他可以只看着谢束与,什么都不用想。
粟玉在心底这样想着,谢束与对他说了好多话,他听着,又把视线放在谢束与不断上下触碰的嘴唇,往上移就是谢束与认真的一双异色眼睛,很好看。
从上一次他就发现了,谢束与这样靠谱的人,大多数时候情绪都稳定的人,在他的名字和秦礼遇一起提起的时候,就会开始紧张,肌肉紧绷,话变得很多很多。
搬家那天晚上是,现在也是。
粟玉对感情里的事情某些方面实在迟钝,但就是木头,也能在这个时候发现了。
原来谢束与会吃醋。
上次他说了那些话谢束与并没有什么表现,他还以为谢束与是真的胸有陈竹一点都不在乎,即使后面情绪失控了像他要名分,他也以为是酒精作祟。
原来上次就已经在吃醋了吗?
粟玉霎时有些开心,用额头蹭了谢束与一下。
谢束与被蹭得一懵,还没来得及说什么,粟玉就开始一句一句答应他,保证发生什么事都会和谢束与说。
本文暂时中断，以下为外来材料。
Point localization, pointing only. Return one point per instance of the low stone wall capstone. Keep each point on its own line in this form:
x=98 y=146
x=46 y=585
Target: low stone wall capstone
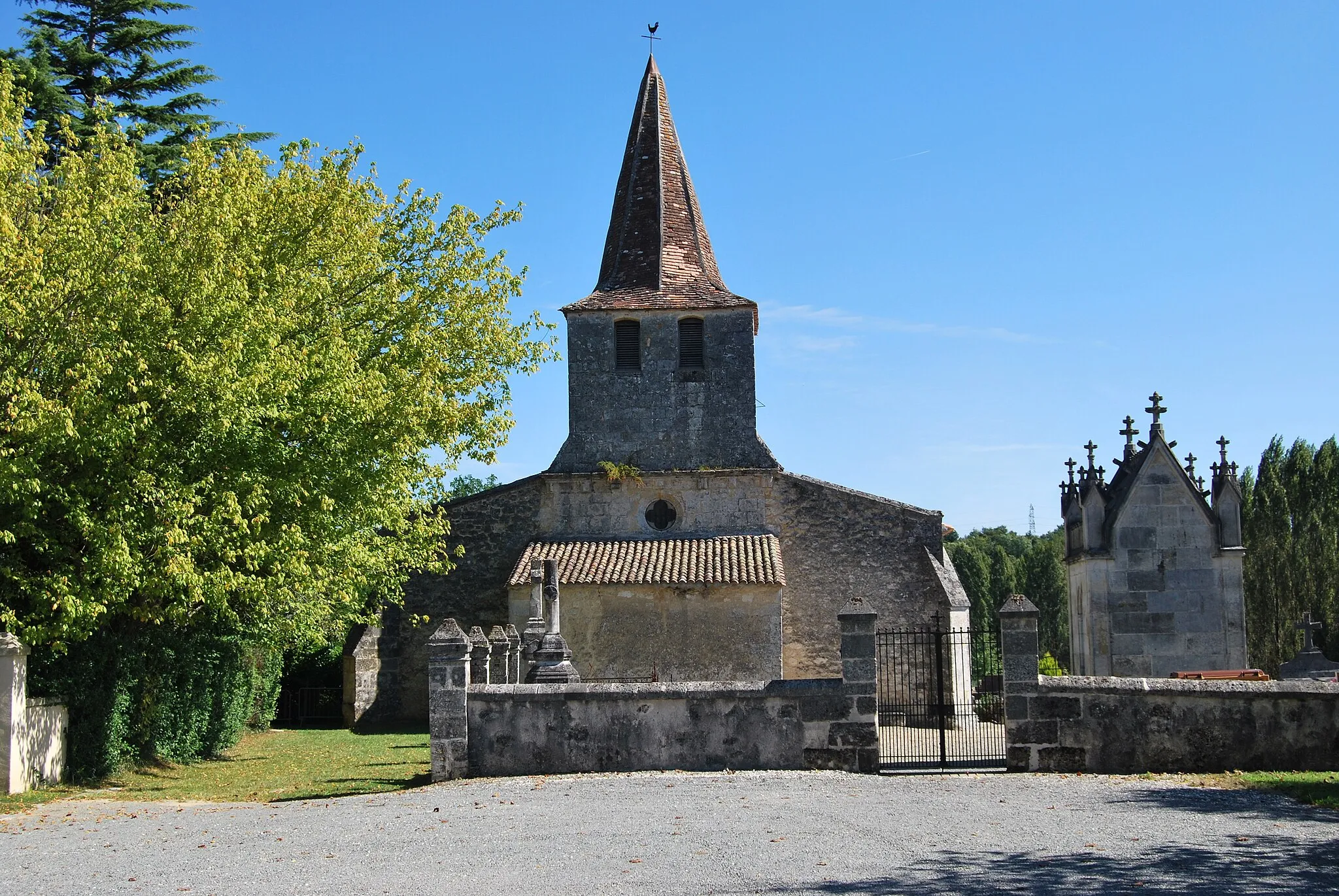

短暂相处之后粟玉本打算要继续留在店里,等把计划中的事情做完之后,看了看时间却又还早。
他抿了抿唇,开始搜索起周围的穿孔店来。
谢束与下午回已经离职的公司里又转了一圈,签了几个莫须有的合同,唯一有实权的副总对他没事来公司的行为睁一只眼闭一只眼,反正公司是谁的都是谢束与一句话的事儿。
临到下班时,谢束与才开着自己的车离开了公司,一路上开得很慢,像是在等谁。
等把车停好上楼,他连一眼都懒得施舍给自己家的门,径直转身指纹解锁了粟玉家的门,熟门熟路地换上拖鞋,走进去。
粟玉一下班就会去隔壁把小白接过来,谢束与见着小博美跑到他鞋边站着已经见怪不怪,一心只把视线往有人影的地方瞥。